Я сказал ей, что люблю ее.

Она ответила, что любит меня.

Этого было достаточно, чтоб ощутить себя счастливым.

Потом связь прервалась. Я позвонил еще два раза, но безуспешно. Вероятно, она попала в мертвую зону. Когда ее номер снова будет в доступе, я получу смс, извещающую об этом.

Я люблю ее…

* * *

Деревья не успевали за буйно нарастающей в них зеленой силой и словно немного от этого подрагивали. Почему не живется здесь народу? Зачем было пускать людскую кровь? Чтоб одни олигархи сменили других? Народ бунтует, чтобы жить лучше. Но после бунта всегда живет хуже…

Мы въехали в центр. Нас окружали дома сталинского времени. Через сто лет эти места будут воспринимать как памятники архитектуры. Ну, вот уже и видна моя старая знакомая, барышня на стеле площади Независимости.

Припарковались наверху, на улице Филиппа Орлика. Сергей, Станислав и я вышли из джипа и пошли вниз, к майдану. На лицах моих попутчиков воцарилась такая хмурая сосредоточенность, что мне захотелось их рассмешить. Я рассказал первый пришедший в голову анекдот, но он их не впечатлил. Неожиданно я заметил, что два хлопца, возивших меня на встречу к Дмитрию, присоединились к нам. Я до сих пор не ведаю, как их зовут. Это, бесспорно, нелепо. Но еще нелепей их сейчас об этом спрашивать.

В первый мой день в Киеве в прошлый приезд мы спускались на Крещатик с Геной и Славиком неподалеку отсюда. Тогда я был воодушевлен, собран, немного в смятении. А Гена и Славик врали мне, изображая, что только что познакомились. Неужели так тронувшая меня тогда история Славика о сынишке, который снова и снова просился в полюбившийся ему Киев, тоже насквозь лжива? Отец как-то сказал мне, что разочарование в людях никогда не проходит, только притупляется. Не надо быть семи пядей во лбу, чтобы понять: Славик и Гена изначально затевали что-то против меня, и, вероятней всего, это напрямую связано с порученным мне заданием. Гена настоял, чтобы Славик приехал со мной сюда. Потом они осуществляли некий план. Славик нуждался в деньгах. Дальше и развивать нечего. Осталось предположения превратить в свидетельства. Если допустить, что информацию с флэшки стерли, когда на ресепшене мне морочили голову, то это мог сделать и Гена, спешно вернувшийся в «Украину» и где-то притаившийся, и Славик, который никуда не пропадал. А как они поняли, что флэшка не при мне? Действовали наудачу? Я представил, как кто-то из них суетится в моем номере, рыскает по моим карманам, перетряхивает постель, поднимает подушку, выворачивает шкафы… Я так утомился тогда, что вполне мог не засечь того, что в номере только что побывали. А погром у Славика? Думаю, скоро прояснится и это.

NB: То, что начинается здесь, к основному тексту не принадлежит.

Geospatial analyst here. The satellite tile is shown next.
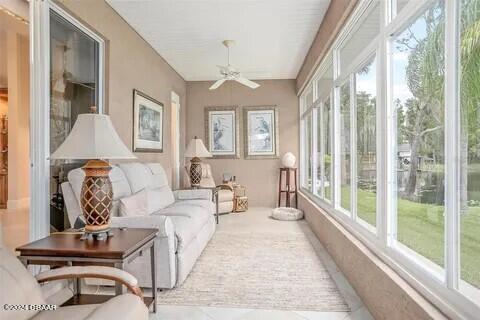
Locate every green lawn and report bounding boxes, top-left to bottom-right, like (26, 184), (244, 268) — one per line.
(341, 188), (480, 288)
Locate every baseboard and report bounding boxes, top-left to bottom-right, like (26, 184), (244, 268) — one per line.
(7, 198), (30, 209)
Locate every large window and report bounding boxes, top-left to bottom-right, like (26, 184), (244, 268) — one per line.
(392, 2), (445, 266)
(301, 0), (480, 319)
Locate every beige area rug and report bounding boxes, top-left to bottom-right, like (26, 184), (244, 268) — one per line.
(158, 232), (350, 312)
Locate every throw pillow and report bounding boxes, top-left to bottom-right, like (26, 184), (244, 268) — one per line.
(119, 189), (150, 217)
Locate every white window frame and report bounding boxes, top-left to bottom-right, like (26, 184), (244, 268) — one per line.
(301, 0), (480, 319)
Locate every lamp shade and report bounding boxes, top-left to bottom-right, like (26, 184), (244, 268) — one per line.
(185, 137), (212, 158)
(50, 113), (136, 159)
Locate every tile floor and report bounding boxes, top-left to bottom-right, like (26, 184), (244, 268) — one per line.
(150, 208), (373, 320)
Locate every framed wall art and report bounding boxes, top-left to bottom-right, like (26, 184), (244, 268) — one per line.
(133, 90), (163, 152)
(243, 106), (279, 159)
(205, 106), (240, 158)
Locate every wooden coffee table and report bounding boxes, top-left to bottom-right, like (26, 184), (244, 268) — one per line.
(16, 229), (158, 312)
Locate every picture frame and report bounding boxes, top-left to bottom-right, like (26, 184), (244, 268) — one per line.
(243, 106), (280, 160)
(205, 106), (240, 159)
(133, 89), (164, 153)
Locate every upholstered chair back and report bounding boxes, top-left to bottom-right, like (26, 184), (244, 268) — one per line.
(0, 225), (45, 320)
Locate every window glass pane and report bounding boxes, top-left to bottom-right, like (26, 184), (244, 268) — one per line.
(355, 58), (377, 226)
(459, 0), (480, 301)
(303, 113), (312, 190)
(392, 1), (445, 266)
(392, 0), (412, 16)
(340, 82), (351, 211)
(322, 97), (332, 201)
(340, 1), (380, 74)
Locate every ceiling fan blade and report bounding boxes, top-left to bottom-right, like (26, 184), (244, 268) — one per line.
(234, 76), (260, 89)
(209, 78), (227, 90)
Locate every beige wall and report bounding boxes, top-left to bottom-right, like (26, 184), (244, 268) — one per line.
(1, 14), (30, 208)
(299, 196), (446, 320)
(187, 80), (299, 206)
(297, 0), (358, 91)
(59, 0), (186, 185)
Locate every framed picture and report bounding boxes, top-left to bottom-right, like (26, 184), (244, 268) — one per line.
(205, 106), (240, 158)
(243, 106), (279, 159)
(133, 90), (163, 152)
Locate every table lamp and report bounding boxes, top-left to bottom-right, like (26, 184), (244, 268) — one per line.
(51, 113), (136, 240)
(185, 136), (212, 188)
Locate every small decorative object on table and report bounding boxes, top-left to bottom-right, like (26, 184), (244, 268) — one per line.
(233, 184), (248, 212)
(278, 168), (298, 207)
(185, 136), (212, 188)
(272, 207), (303, 221)
(235, 196), (248, 212)
(133, 90), (163, 153)
(282, 152), (297, 168)
(51, 107), (136, 240)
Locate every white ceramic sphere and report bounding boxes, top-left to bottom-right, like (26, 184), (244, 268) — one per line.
(282, 152), (297, 168)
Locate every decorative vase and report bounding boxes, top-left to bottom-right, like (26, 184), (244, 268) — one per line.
(282, 152), (297, 168)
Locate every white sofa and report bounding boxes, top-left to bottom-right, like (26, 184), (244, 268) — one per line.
(62, 162), (216, 288)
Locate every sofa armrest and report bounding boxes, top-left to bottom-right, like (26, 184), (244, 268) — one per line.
(61, 181), (82, 228)
(110, 215), (174, 237)
(173, 189), (212, 200)
(36, 266), (143, 298)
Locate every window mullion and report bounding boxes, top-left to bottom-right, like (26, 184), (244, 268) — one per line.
(445, 0), (461, 289)
(350, 73), (357, 220)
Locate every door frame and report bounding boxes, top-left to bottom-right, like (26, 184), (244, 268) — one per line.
(170, 91), (181, 189)
(29, 0), (106, 241)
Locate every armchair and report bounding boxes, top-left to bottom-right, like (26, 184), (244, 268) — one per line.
(0, 235), (148, 320)
(184, 162), (235, 213)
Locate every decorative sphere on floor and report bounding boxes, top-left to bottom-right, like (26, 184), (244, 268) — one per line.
(282, 152), (297, 168)
(271, 207), (303, 221)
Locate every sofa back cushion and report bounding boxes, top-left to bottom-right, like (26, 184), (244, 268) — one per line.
(147, 185), (175, 214)
(0, 231), (45, 320)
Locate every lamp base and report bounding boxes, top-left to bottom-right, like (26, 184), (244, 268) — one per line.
(80, 160), (113, 240)
(190, 157), (202, 188)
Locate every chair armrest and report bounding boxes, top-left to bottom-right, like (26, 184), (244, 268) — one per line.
(36, 266), (143, 299)
(85, 293), (149, 320)
(110, 215), (174, 237)
(173, 188), (212, 200)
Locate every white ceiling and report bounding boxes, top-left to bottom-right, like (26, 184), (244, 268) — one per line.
(107, 0), (330, 81)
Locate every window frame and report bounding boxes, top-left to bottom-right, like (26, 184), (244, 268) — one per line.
(302, 0), (480, 318)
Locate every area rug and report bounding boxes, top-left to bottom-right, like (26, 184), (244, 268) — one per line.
(158, 232), (350, 312)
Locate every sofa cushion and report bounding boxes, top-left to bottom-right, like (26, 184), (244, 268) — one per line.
(147, 185), (175, 214)
(118, 162), (152, 193)
(218, 189), (233, 202)
(0, 246), (45, 320)
(145, 163), (168, 189)
(68, 166), (132, 202)
(119, 189), (151, 217)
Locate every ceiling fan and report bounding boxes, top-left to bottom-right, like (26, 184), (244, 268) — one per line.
(210, 40), (260, 90)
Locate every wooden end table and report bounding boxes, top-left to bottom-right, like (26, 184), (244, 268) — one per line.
(16, 228), (158, 313)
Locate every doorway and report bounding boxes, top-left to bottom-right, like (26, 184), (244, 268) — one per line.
(170, 91), (181, 189)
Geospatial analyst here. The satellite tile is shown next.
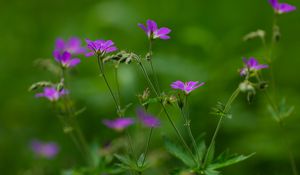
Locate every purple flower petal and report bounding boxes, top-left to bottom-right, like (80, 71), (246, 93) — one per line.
(35, 87), (68, 101)
(171, 80), (184, 90)
(102, 117), (134, 131)
(138, 23), (148, 33)
(30, 140), (59, 159)
(54, 37), (85, 55)
(138, 19), (171, 40)
(154, 27), (171, 39)
(147, 19), (157, 32)
(269, 0), (296, 14)
(69, 58), (80, 67)
(240, 57), (269, 76)
(136, 108), (160, 128)
(171, 80), (205, 94)
(55, 38), (65, 51)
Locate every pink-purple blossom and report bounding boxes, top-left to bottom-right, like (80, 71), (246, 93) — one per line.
(269, 0), (296, 14)
(85, 39), (117, 57)
(53, 51), (80, 68)
(138, 19), (171, 40)
(54, 37), (85, 55)
(35, 87), (68, 101)
(30, 140), (59, 159)
(102, 117), (134, 131)
(171, 80), (205, 94)
(240, 57), (269, 76)
(136, 108), (160, 128)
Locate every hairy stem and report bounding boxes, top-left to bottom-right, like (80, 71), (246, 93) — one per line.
(203, 88), (240, 167)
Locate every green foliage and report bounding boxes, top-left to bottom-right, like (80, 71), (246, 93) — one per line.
(164, 137), (196, 168)
(268, 98), (295, 122)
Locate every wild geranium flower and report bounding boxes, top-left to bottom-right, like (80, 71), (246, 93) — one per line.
(240, 57), (269, 76)
(136, 108), (160, 128)
(171, 80), (205, 94)
(269, 0), (296, 14)
(54, 51), (80, 68)
(54, 37), (85, 55)
(85, 39), (117, 57)
(138, 19), (171, 40)
(35, 87), (68, 101)
(30, 140), (59, 159)
(102, 117), (134, 131)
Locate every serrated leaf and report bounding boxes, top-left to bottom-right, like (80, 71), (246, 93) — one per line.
(142, 97), (161, 106)
(208, 151), (254, 170)
(137, 153), (145, 167)
(115, 154), (136, 168)
(164, 138), (195, 167)
(197, 140), (206, 162)
(204, 169), (220, 175)
(206, 142), (215, 165)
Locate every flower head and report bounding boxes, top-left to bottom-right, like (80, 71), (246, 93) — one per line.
(30, 140), (59, 159)
(54, 37), (85, 55)
(35, 87), (68, 101)
(85, 39), (117, 57)
(53, 51), (80, 68)
(102, 117), (134, 131)
(240, 57), (269, 76)
(171, 80), (205, 94)
(269, 0), (296, 14)
(136, 108), (160, 128)
(138, 19), (171, 40)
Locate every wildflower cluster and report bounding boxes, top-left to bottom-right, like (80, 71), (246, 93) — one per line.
(30, 0), (296, 175)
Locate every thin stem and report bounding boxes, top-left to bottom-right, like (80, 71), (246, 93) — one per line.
(59, 69), (92, 165)
(203, 88), (240, 167)
(97, 55), (120, 113)
(141, 128), (153, 167)
(148, 39), (160, 94)
(139, 62), (197, 163)
(279, 121), (298, 175)
(264, 91), (298, 175)
(114, 68), (122, 106)
(161, 103), (197, 163)
(181, 95), (201, 165)
(97, 53), (137, 174)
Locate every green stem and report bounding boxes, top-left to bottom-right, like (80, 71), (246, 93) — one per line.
(141, 128), (153, 167)
(115, 68), (122, 106)
(203, 88), (240, 167)
(97, 55), (120, 114)
(148, 39), (160, 94)
(59, 69), (92, 165)
(181, 95), (201, 165)
(138, 62), (197, 163)
(264, 91), (298, 175)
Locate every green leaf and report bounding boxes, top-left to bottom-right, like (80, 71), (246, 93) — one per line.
(204, 169), (220, 175)
(164, 137), (195, 167)
(208, 151), (254, 170)
(206, 142), (215, 165)
(137, 153), (145, 167)
(197, 140), (206, 162)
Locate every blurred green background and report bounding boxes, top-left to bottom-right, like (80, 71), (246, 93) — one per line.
(0, 0), (300, 175)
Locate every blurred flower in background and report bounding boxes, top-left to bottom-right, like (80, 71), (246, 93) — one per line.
(30, 140), (59, 159)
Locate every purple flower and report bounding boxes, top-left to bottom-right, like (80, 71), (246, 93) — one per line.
(54, 37), (85, 55)
(85, 39), (117, 57)
(53, 51), (80, 68)
(240, 57), (269, 76)
(136, 108), (160, 128)
(102, 117), (134, 131)
(30, 140), (59, 159)
(35, 87), (68, 101)
(138, 19), (171, 40)
(269, 0), (296, 14)
(171, 80), (205, 94)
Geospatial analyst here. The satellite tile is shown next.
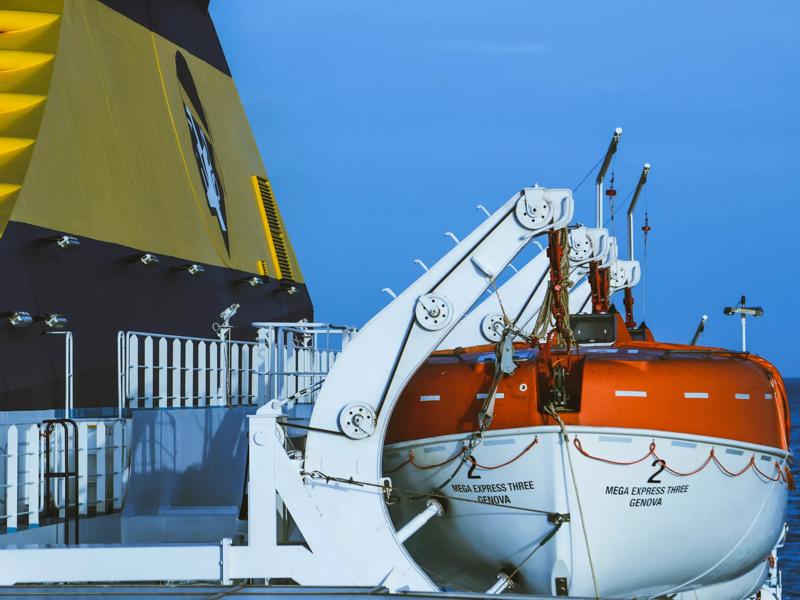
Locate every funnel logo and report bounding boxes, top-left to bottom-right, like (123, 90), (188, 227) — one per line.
(175, 52), (230, 254)
(183, 104), (228, 240)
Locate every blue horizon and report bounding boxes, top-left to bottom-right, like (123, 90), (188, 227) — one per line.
(211, 0), (800, 378)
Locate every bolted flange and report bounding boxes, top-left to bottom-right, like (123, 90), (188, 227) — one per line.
(569, 227), (594, 263)
(414, 294), (453, 331)
(515, 190), (553, 229)
(609, 261), (628, 288)
(481, 314), (505, 342)
(339, 404), (376, 440)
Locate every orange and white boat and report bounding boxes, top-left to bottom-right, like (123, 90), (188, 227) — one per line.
(383, 135), (793, 599)
(384, 313), (790, 598)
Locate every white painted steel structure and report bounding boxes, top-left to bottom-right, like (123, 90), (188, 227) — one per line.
(0, 188), (786, 599)
(385, 426), (788, 600)
(0, 188), (573, 591)
(0, 419), (130, 532)
(118, 323), (355, 416)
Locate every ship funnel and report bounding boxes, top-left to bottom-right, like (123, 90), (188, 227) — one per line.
(628, 163), (650, 260)
(596, 127), (622, 227)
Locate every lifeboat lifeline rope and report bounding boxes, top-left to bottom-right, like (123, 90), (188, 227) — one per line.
(572, 436), (794, 489)
(545, 404), (600, 599)
(533, 229), (573, 350)
(385, 436), (539, 474)
(300, 470), (564, 519)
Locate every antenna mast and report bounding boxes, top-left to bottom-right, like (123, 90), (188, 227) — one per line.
(628, 163), (650, 260)
(596, 127), (622, 227)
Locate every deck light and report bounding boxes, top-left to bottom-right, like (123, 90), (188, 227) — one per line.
(44, 313), (69, 329)
(56, 235), (81, 249)
(722, 295), (764, 352)
(689, 315), (708, 346)
(8, 310), (33, 327)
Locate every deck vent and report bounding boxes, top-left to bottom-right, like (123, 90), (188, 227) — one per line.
(253, 176), (294, 281)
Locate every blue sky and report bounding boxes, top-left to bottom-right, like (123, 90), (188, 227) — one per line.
(212, 0), (800, 375)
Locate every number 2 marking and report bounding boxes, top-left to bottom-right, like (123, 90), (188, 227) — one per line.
(467, 456), (481, 479)
(647, 458), (667, 483)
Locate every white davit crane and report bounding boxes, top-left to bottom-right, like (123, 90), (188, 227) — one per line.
(300, 188), (573, 591)
(439, 226), (612, 348)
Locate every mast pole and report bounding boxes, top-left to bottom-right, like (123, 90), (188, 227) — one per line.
(595, 127), (622, 227)
(628, 163), (650, 260)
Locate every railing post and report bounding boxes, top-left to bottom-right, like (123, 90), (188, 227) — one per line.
(94, 421), (108, 513)
(111, 421), (125, 510)
(144, 335), (154, 408)
(170, 339), (183, 408)
(125, 334), (139, 408)
(6, 425), (19, 532)
(253, 328), (271, 406)
(158, 336), (169, 408)
(198, 342), (208, 406)
(247, 405), (283, 546)
(77, 421), (89, 517)
(25, 425), (40, 527)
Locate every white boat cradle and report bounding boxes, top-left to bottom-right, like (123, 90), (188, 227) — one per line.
(0, 187), (779, 598)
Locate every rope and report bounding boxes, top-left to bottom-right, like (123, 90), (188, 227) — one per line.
(507, 519), (564, 580)
(300, 470), (559, 517)
(386, 446), (467, 475)
(545, 405), (600, 599)
(572, 154), (605, 194)
(385, 436), (539, 474)
(533, 229), (573, 346)
(469, 436), (539, 471)
(572, 437), (789, 484)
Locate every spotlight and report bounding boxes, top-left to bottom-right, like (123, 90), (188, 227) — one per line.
(219, 303), (239, 325)
(8, 310), (33, 327)
(44, 313), (68, 329)
(56, 235), (81, 249)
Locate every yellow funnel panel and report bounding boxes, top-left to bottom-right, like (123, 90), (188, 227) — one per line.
(0, 0), (63, 236)
(0, 10), (60, 50)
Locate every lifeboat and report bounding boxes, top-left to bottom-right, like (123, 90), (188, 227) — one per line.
(383, 150), (794, 599)
(384, 313), (791, 598)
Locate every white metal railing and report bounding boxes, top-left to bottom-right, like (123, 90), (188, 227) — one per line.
(253, 322), (356, 404)
(117, 322), (355, 417)
(0, 419), (130, 532)
(117, 331), (257, 416)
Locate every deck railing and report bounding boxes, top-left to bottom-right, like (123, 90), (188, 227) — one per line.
(0, 419), (130, 532)
(117, 323), (355, 417)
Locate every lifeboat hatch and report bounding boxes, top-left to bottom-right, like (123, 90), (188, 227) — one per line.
(537, 354), (584, 413)
(569, 313), (617, 344)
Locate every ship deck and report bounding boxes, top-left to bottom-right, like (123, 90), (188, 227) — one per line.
(0, 584), (604, 600)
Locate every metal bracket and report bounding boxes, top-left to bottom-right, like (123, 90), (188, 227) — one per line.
(414, 294), (453, 331)
(339, 404), (376, 440)
(481, 314), (505, 342)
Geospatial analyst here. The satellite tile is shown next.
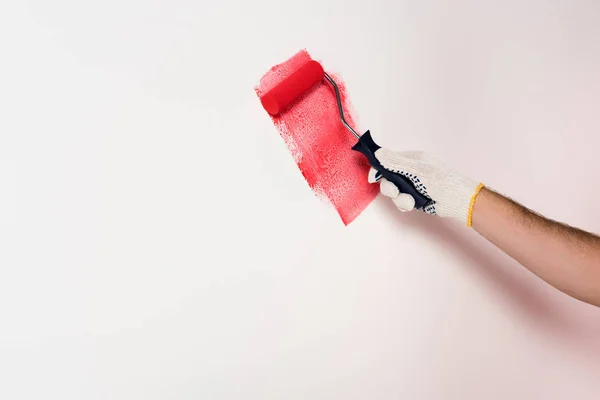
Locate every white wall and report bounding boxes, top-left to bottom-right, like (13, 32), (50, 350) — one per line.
(0, 0), (600, 400)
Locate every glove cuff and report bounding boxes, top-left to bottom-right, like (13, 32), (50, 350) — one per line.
(467, 183), (485, 227)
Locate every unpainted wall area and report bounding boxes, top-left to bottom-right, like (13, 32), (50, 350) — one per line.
(0, 0), (600, 400)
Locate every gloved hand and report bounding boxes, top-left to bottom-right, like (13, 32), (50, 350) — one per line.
(369, 148), (484, 226)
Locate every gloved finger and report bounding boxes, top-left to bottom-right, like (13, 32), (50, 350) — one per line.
(392, 193), (415, 211)
(367, 167), (381, 183)
(379, 178), (400, 199)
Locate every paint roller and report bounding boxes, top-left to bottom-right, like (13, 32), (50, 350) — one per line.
(260, 60), (432, 208)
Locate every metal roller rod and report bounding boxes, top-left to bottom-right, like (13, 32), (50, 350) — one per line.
(325, 72), (360, 139)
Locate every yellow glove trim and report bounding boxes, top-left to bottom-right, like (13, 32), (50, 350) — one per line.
(467, 183), (485, 227)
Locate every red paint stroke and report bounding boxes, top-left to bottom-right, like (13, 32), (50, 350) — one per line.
(255, 50), (379, 225)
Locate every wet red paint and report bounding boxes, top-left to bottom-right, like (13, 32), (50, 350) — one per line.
(255, 51), (378, 225)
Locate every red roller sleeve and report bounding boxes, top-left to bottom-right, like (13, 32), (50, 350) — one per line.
(260, 60), (324, 115)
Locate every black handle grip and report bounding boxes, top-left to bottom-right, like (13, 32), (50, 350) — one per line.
(352, 131), (431, 208)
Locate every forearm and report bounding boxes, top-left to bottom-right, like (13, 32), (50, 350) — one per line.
(472, 189), (600, 306)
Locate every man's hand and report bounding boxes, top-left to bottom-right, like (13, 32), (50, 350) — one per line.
(369, 149), (600, 306)
(369, 148), (483, 226)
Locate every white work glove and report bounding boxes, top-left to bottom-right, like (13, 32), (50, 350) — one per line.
(369, 148), (484, 226)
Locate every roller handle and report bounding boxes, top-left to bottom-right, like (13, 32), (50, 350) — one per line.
(352, 131), (431, 208)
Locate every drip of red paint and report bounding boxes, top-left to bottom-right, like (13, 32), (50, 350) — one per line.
(255, 50), (378, 225)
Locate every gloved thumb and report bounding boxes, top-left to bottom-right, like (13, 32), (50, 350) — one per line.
(379, 178), (415, 211)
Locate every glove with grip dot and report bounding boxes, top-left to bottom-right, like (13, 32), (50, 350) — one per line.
(369, 148), (484, 226)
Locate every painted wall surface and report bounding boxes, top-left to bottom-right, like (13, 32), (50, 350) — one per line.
(0, 0), (600, 400)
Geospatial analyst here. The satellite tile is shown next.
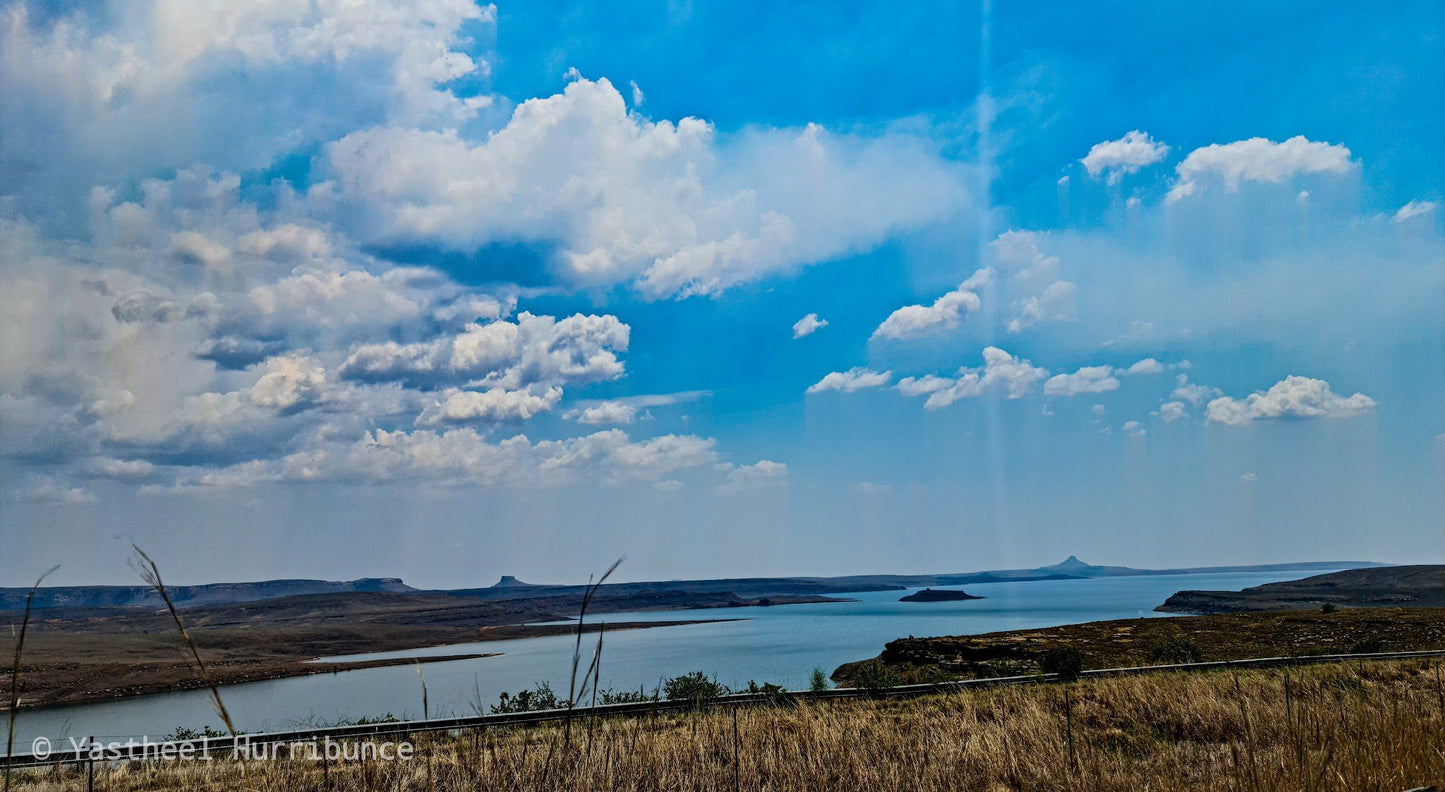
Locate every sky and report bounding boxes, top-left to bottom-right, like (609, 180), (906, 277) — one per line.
(0, 0), (1445, 587)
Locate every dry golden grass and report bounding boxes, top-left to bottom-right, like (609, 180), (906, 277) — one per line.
(5, 660), (1445, 792)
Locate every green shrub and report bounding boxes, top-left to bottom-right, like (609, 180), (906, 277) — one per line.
(848, 660), (903, 694)
(597, 688), (657, 704)
(662, 671), (733, 704)
(1039, 645), (1084, 682)
(491, 682), (566, 715)
(163, 724), (228, 743)
(808, 668), (829, 692)
(1350, 637), (1384, 655)
(1149, 637), (1204, 663)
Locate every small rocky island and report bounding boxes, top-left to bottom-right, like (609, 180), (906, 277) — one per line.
(899, 588), (983, 603)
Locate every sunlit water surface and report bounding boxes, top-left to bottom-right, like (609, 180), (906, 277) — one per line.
(16, 572), (1318, 753)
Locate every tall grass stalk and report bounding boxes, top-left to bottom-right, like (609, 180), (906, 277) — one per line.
(130, 543), (238, 740)
(4, 565), (59, 792)
(562, 558), (623, 747)
(5, 660), (1445, 792)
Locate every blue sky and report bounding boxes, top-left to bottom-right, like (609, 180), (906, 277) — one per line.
(0, 0), (1445, 585)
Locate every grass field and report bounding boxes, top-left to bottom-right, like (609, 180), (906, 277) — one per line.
(5, 660), (1445, 792)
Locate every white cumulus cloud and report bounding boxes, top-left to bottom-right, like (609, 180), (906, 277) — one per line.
(1043, 366), (1118, 396)
(808, 367), (893, 393)
(1079, 129), (1169, 184)
(325, 78), (967, 296)
(1207, 376), (1376, 425)
(793, 314), (828, 338)
(897, 347), (1049, 410)
(1166, 134), (1353, 202)
(873, 267), (994, 340)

С задней стороны серый прямоугольник гостинцы «Украина» показался мне сейчас уродливым.

– Не нервничайте, – успокоил меня Сергей, вероятно, предугадав мое волнение. – От вас требуется только одно. Зайти в гостиницу, сесть в баре и заказать кофе. Остальное мы сделаем сами. Сидите с блаженным видом и ни о чем не беспокойтесь. Не пытайтесь искать нас глазами. Делайте вид, что ждете кого-то, кто сильно опаздывает. Гривен у вас достаточно. Если никто из нас слишком долго не появится в поле вашего зрения, закажите что-то еще.

Около входа в гостиницу все мои спутники словно растворились. То ли собирались войти в здание позже, то ли предполагали наблюдать за ситуацией с каких-то других точек. Обнадеживало, что действовали они очень слаженно и без суеты.

Войдя внутрь, я затрепетал, словно испытанные здесь прежде сомнения и страхи снова окружили меня и не давали свободно передвигаться. Я уловил какой-то синтетический запах, раздражающе-казенный. Оглядевшись, увидел, что на ресепшене дежурит как раз та девушка с характерными скулами, фото которой я сегодня рассматривал на экране. Подойдя к бару и присев за тот стол, где Славик меня лицемерно утешал, я был сразу же удостоен улыбки другой героини, невысокой и курносой, любезно интересующейся, что мне принести. Похоже, она меня не признала. Так мне показалось по крайней мере.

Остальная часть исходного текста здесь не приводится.